Leveraging the investment
Asked how hospitals might tap the Conserus suite to get the most bang for the buck from their EHR investment, Levy replied that, for starters, better workflows can foster more robust collaboration between radiologists and ordering physicians.
“Images can now be pulled up anywhere there’s a tablet or smartphone, creating many more opportunities for radiologists to be seen as trusted advisors,” he said. Still more value can be realized, he added, when clinical information is integrated “directly into the imaging cockpit, so that lab reports, ER notes or any other data is automatically presented to radiologists when and where they need it.”

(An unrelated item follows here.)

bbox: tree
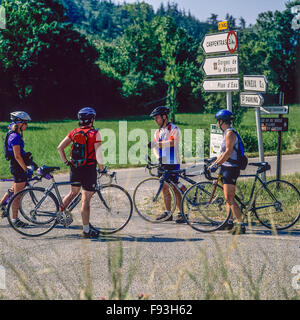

“This goes both ways,” he said, “as relevant images should then become part of the longitudinal record because they contain information beyond the written report that can be mined later.”
As U.S. healthcare transitions from fee-for-service to value-based care, the knee-jerk reaction is often to focus on measures to decrease the number of imaging procedures that are being performed, Levy noted. He suggested the smarter adjustment—better for all parties, foremost among them the patients—is pivoting to deliver the correct image at the right time.
The Conserus package of flexible solutions, he said, will facilitate that move while also giving patient-care teams the ability to look at any patient folder.
“There are no ‘four walls’ for healthcare organizations when they’re thinking about healthcare information-access needs,” concluded Levy. “The healthcare enterprise can have thousands of users. Now the expectation is that hundreds of thousands of patients will be able to access their health information. This needs to be kept in the vision and requirements of a healthcare provider’s content-management strategy.”